Time in the market; the line slopes up.
But in a new paper, Research Affiliates (RAFI) founder, Rob Arnott, says history offers alternative lessons, too.
“Our industry largely ignores the low but hardly negligible possibility of negative real returns over a shockingly long span. This myth lingers despite a very recent 22-year span, from 1999 to 2021, in which the returns of ordinary long U.S. T-bonds eclipsed those of the S&P 500, and a 14-year span, from 1999 to 2014, in which the S&P 500 index, net of inflation, never recovered from the dreadful first decade of the 2000s.
“… roughly once every generation stocks enjoy a stupendous bull market, rising to a new high that is roughly twice the previous high, in real terms. In the intervening years, spanning over 80% of the past 222 years, investors waited, often for decades, in a different sort of ‘punctuated equilibrium,’ hoping for the market to claw its way back to prior peaks. Once a secular bull market came to an end, that wait took an average of 26 years.”

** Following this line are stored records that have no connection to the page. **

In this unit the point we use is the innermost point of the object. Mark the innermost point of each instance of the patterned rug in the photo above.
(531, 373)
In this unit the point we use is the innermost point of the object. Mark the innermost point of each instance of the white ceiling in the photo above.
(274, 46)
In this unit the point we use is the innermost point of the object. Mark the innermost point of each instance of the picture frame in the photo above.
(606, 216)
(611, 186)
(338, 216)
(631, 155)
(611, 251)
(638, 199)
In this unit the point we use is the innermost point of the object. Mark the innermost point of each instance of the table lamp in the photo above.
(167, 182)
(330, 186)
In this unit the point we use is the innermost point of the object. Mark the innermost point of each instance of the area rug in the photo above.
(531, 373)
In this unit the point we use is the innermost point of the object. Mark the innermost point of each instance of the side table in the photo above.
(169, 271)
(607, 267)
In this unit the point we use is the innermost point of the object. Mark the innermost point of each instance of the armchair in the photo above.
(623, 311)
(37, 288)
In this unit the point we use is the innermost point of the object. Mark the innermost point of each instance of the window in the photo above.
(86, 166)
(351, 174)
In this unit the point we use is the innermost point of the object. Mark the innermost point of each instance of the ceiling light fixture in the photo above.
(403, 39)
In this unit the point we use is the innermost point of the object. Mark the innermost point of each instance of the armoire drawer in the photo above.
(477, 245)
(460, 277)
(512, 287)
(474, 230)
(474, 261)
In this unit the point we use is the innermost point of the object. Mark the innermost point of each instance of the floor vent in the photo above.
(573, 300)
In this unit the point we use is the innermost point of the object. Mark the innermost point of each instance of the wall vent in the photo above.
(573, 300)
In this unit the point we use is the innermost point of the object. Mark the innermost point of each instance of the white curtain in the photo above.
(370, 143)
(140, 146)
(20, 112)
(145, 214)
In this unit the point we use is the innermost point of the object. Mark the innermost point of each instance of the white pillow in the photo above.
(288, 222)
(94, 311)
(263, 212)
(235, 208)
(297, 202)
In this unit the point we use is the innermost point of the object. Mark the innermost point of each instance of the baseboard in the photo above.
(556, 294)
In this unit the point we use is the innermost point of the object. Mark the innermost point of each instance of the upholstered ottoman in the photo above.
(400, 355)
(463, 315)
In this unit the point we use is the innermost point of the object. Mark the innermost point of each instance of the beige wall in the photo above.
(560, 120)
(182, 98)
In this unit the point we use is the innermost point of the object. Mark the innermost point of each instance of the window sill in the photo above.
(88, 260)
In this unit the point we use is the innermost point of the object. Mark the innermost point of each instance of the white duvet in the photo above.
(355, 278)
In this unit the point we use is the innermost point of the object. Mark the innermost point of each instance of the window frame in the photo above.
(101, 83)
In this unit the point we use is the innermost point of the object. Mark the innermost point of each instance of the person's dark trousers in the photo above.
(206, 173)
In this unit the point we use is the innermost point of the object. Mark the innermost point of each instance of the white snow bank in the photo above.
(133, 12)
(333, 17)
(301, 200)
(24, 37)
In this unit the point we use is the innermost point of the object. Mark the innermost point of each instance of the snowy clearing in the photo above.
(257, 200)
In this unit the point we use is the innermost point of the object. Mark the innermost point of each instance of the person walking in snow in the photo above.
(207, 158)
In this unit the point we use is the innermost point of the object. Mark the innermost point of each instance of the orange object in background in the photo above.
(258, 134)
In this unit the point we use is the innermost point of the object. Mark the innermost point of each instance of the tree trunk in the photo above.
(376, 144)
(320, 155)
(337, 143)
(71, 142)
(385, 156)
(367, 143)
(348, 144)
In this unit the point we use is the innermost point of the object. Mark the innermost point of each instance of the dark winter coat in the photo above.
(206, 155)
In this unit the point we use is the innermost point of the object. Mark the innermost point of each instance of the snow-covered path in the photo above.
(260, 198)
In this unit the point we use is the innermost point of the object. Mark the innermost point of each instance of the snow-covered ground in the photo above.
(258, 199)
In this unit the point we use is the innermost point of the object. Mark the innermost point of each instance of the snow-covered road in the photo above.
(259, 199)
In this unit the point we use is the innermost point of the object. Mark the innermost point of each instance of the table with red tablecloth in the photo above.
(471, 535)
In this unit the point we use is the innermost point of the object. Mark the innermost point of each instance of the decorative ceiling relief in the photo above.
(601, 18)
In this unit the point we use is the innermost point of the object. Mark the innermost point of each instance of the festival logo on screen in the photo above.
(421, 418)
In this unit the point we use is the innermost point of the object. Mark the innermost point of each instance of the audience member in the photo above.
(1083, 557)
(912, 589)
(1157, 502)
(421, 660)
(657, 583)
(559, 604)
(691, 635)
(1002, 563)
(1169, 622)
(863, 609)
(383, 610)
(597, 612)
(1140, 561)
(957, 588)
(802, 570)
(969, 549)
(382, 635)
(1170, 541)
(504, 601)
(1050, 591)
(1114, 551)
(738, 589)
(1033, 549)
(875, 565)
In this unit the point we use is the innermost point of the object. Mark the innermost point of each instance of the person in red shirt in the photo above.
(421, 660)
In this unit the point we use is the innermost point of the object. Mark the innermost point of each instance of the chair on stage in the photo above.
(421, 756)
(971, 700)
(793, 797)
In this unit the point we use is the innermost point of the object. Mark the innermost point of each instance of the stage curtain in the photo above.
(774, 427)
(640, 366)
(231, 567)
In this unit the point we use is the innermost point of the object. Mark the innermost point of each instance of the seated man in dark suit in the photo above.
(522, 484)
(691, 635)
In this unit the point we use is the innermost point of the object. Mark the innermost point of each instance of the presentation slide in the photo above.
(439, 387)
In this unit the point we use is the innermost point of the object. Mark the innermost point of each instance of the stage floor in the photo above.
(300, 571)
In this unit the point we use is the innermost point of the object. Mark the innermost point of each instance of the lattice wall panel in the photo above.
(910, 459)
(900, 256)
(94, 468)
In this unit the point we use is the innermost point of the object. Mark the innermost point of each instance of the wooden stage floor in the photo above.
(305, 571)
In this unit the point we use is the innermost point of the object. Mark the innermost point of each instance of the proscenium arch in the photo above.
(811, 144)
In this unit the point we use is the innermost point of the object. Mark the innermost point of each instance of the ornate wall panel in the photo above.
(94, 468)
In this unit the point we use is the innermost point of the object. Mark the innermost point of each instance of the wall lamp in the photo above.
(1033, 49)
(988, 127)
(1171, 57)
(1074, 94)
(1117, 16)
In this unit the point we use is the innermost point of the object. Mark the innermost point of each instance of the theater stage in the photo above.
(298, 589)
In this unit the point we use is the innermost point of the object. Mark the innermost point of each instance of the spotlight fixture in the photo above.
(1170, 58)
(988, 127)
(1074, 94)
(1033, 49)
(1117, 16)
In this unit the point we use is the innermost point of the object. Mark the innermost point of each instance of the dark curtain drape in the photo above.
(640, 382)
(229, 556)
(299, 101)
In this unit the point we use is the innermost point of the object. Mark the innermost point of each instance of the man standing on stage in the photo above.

In the third in a series of articles based on his contribution to the 50th anniversary issue of the Journal of Portfolio Management (JPM), Arnott has more bad news for those expecting endless decades of share market outperformance.
“Over the past 222 years, the correlation between prior and subsequent rolling 10‑year real stock market returns has been a whopping –38%,” he says. “When stocks offer terrific real returns in one decade, they tend to reverse course over the next decade, and vice versa.
“… Mean reversion is a powerful force: the further stocks stray from historical norms, the more likely they are to revert.”
While history might point to some salutary warnings for share investors, Arnott says the past provides fewer clues in divining the future equity risk premium (ERP) – or the excess returns above bonds.
For example, the analysis of 222 years of US market data found the annual ERP over rolling 10-year periods ranged from almost 19 per cent to -13.4 per cent.
Arnott says 10 years represents “a reasonably long investment horizon” for most people but “few would consider a 19% annual risk premium reasonable, and no one would consider a –13% risk premium reasonable. These are backward-looking “excess returns,” not forward-looking risk premia.”
“… Forecasting the future ERP by extrapolating past excess returns—even measured over scores of years—is a popular but pernicious blunder. Even so, much of the finance community sets return expectations in exactly this fashion.”
The paper also debunks a common assumption that the long-term excess return of equities over bonds amounts to about 5 per cent based on almost a century of data.
He says the observed 98-year ERP of roughly 4.5 per cent as at the end of 2023 was pumped up by a “tremendous upward revaluation” of the US stock market in the latter half of the 20th century.
“Absent rising valuation multiples, the 98-year history would have delivered an excess return of 3.2%, not 4.5%,” Arnott says.
“… past returns, even over a span longer than most of us can hope to live, are a terrible way to set return expectations.”
The study also says the ERP is unstable over time, dividends matter and investors need to distinguish between “true and false buybacks”.
“Most ERP myths resemble classic urban legends,” Arnott says. “They are so seductively plausible that they linger despite overwhelming evidence to the contrary. Most of these myths can be used to rationalize a higher, not a lower, ERP. No one seems to want to construct a myth or a fable that might lead us to expect lower returns!”
The RAFI founder also addresses the state of finance theory, the efficient markets hypothesis and the dangers of relying on back-testing to forecast future alpha in the JPM series of papers.